Interested audiences watched the impressive and solemn story of the life of an Indian Warrior, Eagle Nest, unfold at the American Indian Exposition pavilion in the presentation of "Tepee Tales," the pageant written and directed by Mrs. Margaret Pearson Speelman, August 14, 15, 16, 1940.

Mingling the lively and "un-modern" dances of the Plains Indians with the rites and ordeals of an Indian's lifetime from birth until death, the pageant moved without hesitation from one sequence to another in the "tales" of tepee life.

The cast of the pageant—250 Comanches, Kiowas, Caddoes, Delawares, Wichitas, Apaches and representatives from Cheyenne, Arapaho and other plains tribes—performed in a round dance around the council fire and the audience moved into the proper mood to appreciate the solemn yet colorful program to follow.

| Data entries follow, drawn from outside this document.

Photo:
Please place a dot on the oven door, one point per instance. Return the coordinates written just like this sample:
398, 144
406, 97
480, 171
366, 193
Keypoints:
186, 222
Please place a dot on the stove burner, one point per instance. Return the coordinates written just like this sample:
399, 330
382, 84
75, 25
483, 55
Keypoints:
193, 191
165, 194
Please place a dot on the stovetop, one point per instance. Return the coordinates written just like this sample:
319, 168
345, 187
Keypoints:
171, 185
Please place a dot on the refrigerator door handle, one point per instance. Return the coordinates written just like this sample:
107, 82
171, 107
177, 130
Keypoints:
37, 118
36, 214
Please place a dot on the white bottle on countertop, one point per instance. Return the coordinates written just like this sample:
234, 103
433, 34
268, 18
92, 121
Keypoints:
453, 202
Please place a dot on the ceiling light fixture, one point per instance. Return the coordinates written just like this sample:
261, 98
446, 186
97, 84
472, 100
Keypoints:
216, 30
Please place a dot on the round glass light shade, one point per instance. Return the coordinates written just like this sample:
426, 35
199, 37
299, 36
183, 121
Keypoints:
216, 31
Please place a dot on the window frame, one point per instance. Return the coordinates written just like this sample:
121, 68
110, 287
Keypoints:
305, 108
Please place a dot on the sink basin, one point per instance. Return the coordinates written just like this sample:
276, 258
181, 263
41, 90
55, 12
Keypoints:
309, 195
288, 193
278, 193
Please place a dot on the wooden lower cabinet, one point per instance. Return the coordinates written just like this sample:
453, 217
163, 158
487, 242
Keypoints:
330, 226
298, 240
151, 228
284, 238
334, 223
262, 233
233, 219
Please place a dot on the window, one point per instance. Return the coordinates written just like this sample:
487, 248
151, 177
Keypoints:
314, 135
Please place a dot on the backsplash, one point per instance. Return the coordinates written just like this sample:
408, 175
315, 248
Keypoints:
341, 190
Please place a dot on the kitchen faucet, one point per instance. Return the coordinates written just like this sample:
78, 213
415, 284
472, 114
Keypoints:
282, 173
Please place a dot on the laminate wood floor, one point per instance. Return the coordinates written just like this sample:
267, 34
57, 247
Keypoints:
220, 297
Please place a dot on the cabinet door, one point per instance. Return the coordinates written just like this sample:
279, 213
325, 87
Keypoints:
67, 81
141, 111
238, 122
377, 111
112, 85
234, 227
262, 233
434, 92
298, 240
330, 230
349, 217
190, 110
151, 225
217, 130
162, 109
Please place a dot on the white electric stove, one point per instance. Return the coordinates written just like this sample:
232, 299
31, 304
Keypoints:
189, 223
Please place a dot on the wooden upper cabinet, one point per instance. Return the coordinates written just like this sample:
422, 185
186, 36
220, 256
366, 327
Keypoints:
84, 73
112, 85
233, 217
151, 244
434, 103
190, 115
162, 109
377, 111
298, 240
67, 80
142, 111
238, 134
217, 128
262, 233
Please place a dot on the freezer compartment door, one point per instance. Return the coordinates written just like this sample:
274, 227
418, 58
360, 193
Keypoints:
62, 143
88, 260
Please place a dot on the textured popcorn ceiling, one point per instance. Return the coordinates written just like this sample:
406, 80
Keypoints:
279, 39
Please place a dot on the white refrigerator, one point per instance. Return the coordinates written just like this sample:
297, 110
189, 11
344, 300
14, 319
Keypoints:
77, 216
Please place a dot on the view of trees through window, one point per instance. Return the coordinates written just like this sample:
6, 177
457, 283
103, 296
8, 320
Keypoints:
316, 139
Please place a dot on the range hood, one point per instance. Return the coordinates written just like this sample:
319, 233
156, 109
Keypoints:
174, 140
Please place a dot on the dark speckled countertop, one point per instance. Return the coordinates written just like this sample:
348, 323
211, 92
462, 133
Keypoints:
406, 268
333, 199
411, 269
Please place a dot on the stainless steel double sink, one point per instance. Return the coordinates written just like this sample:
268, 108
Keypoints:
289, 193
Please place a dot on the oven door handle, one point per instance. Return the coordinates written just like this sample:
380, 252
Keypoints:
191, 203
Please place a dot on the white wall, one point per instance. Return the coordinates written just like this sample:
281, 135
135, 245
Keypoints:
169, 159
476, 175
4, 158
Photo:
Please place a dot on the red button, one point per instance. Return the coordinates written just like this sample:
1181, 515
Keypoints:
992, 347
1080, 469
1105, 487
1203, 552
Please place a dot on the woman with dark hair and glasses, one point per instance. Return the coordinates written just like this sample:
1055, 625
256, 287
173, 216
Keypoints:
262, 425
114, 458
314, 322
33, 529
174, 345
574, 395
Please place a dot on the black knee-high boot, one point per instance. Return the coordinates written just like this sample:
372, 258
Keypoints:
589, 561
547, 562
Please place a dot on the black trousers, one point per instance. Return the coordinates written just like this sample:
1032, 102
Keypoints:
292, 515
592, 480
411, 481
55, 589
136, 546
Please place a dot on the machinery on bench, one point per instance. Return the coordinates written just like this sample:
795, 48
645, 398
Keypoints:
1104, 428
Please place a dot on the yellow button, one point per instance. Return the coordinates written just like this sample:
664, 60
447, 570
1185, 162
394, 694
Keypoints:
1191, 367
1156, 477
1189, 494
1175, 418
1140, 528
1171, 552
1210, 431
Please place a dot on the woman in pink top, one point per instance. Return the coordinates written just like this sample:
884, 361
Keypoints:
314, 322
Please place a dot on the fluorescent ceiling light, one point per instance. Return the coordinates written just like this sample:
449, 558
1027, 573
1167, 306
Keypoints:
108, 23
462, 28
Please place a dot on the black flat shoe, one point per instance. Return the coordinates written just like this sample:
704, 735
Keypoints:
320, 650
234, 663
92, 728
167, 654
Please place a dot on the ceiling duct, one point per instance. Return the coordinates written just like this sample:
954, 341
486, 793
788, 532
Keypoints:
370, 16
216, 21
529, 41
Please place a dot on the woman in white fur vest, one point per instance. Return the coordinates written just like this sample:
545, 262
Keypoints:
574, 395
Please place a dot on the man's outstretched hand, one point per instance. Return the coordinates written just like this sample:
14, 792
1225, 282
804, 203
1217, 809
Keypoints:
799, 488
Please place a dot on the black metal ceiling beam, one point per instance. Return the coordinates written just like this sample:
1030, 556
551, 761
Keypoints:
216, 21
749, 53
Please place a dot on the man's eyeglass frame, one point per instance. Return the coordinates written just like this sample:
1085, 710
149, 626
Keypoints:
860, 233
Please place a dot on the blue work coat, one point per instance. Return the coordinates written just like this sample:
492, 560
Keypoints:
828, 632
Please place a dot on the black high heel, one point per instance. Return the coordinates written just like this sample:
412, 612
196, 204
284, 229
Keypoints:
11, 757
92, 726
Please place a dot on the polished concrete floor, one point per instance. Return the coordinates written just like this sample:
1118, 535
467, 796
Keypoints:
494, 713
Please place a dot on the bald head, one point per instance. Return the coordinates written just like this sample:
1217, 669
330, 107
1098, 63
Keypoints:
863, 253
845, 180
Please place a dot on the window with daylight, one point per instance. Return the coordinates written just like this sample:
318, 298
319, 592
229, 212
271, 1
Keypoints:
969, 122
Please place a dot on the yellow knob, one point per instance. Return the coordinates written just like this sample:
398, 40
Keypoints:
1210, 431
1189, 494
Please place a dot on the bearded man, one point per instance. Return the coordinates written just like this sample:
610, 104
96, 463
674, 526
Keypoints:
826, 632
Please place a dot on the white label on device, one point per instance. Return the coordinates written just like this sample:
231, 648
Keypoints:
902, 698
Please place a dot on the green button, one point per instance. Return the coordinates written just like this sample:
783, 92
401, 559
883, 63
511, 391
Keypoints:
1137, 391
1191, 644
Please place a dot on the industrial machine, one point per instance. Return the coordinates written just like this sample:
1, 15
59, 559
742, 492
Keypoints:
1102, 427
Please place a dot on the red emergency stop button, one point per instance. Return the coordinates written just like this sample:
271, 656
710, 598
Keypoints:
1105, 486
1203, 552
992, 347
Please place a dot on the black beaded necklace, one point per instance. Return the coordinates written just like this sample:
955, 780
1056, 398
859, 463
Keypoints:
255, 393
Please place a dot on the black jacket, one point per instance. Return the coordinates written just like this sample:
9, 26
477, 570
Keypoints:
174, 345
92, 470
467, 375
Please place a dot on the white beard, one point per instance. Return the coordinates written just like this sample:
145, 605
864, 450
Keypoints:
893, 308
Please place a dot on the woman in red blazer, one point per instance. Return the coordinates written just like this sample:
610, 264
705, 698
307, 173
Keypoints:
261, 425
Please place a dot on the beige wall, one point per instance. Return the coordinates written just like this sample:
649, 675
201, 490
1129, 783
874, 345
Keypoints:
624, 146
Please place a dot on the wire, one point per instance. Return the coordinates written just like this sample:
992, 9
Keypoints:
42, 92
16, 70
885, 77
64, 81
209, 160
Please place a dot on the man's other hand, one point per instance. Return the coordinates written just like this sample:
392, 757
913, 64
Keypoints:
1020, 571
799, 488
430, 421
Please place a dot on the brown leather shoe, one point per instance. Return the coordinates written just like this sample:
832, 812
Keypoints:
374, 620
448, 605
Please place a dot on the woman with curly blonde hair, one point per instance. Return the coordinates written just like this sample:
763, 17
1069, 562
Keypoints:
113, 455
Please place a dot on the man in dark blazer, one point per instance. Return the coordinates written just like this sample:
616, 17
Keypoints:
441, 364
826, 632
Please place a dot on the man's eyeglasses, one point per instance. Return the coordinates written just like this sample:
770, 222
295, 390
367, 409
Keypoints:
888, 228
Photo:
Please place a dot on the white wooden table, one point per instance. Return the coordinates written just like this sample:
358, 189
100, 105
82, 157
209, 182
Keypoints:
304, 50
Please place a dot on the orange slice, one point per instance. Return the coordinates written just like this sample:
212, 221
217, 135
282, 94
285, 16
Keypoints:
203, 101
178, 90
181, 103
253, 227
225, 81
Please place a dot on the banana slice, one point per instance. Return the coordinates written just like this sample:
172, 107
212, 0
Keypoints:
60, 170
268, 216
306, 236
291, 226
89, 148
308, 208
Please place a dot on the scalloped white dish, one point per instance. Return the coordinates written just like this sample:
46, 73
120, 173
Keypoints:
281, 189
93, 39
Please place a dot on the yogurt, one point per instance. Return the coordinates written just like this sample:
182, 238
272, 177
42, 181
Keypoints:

Matthew Botone, Kiowa orator, offered the invocation at the start of the pageant in his native tongue. Father Al of St. Patrick's Mission delivered the opening prayer in English.

The chiefs of many tribes danced following the opening narration by Frank Jones, Kiowa. Maggie Tahone bathed in a golden light and standing to the left of the pageant's council fire told the story as Jones read in signs.

Drawing the greatest ovation was the "rabbit dance" presented by the stripling children of tribesmen in native dress.

The "war dance" performed following the "reaching of manhood by Eagle Nest" was the wildest ritual during the ceremonial. The band of 125 feathered and painted warriors—young and old—hurled themselves into the fury of the dance and to the fast rhythmic

Page 103

beating of the tom-toms and the screeching of war cries practically exhausted themselves in the traditional ceremony.

And as life of "Eagle Nest" progressed through the years portrayed in the story, the dances became more reserved as he reached a venerable age. And in the closing moments, Albert Attocknie, venerable Comanche tribal member, sang the "Death Song" in a quavering voice denoting the last preparation of the Indian for his death.

At the close of the pageant, all Indians in the cast, children, women and men joined in the Buffalo dance.

The Princess of the Exposition, Miss Madeline Frank, was presented with William J. Karty, president of the exposition. The band played and the audience sang "God Bless America." The national anthem was the closing ceremony.3

At the annual meeting of the Old Settlers Association held October 4, 1940, at the Oklahoma Free State Fair at Muskogee, the following officers were elected: Mrs. R. L. Fite, Tahlequah, President; Hon. John Gulager, Vice-President; Mrs. Troy Arrington, Secretary. They succeeded Nate Gibson, Jr., retiring President; Mrs. John Dills, retiring Secretary; and Mrs. F. B. Fite, retiring Vice-President.4

The Latimer County Historical Society was constituted at Wilburton, Oklahoma, on October 18, 1940. The following officers were elected: Professor James D. Morrison, President; Mr. Hobart Boggs, Secretary; County Superintendent of Schools; E. T. Dunlap, Membership Vice-President; City Superintendent of Schools, E. G. Stevens, Program Vice-President. Among those participating in the discussion upon the organization of this Society were President C. C. Dunlap, Eastern Oklahoma Agricultural and Mechanical College; Professor James D. Morrison, Dean R. B. Mitchell, Professor M. E. Derrick, Mr. and Mrs. T. P. Tripp, Dr. J. M. Harris, Superintendent E. T. Dunlap, Superintendent E. G. Stevens, Ray P. Boyce, and the Secretary of the Oklahoma Historical Society, James W. Moffitt. An interesting program of activities for the ensuing year has been outlined by this strong new organization.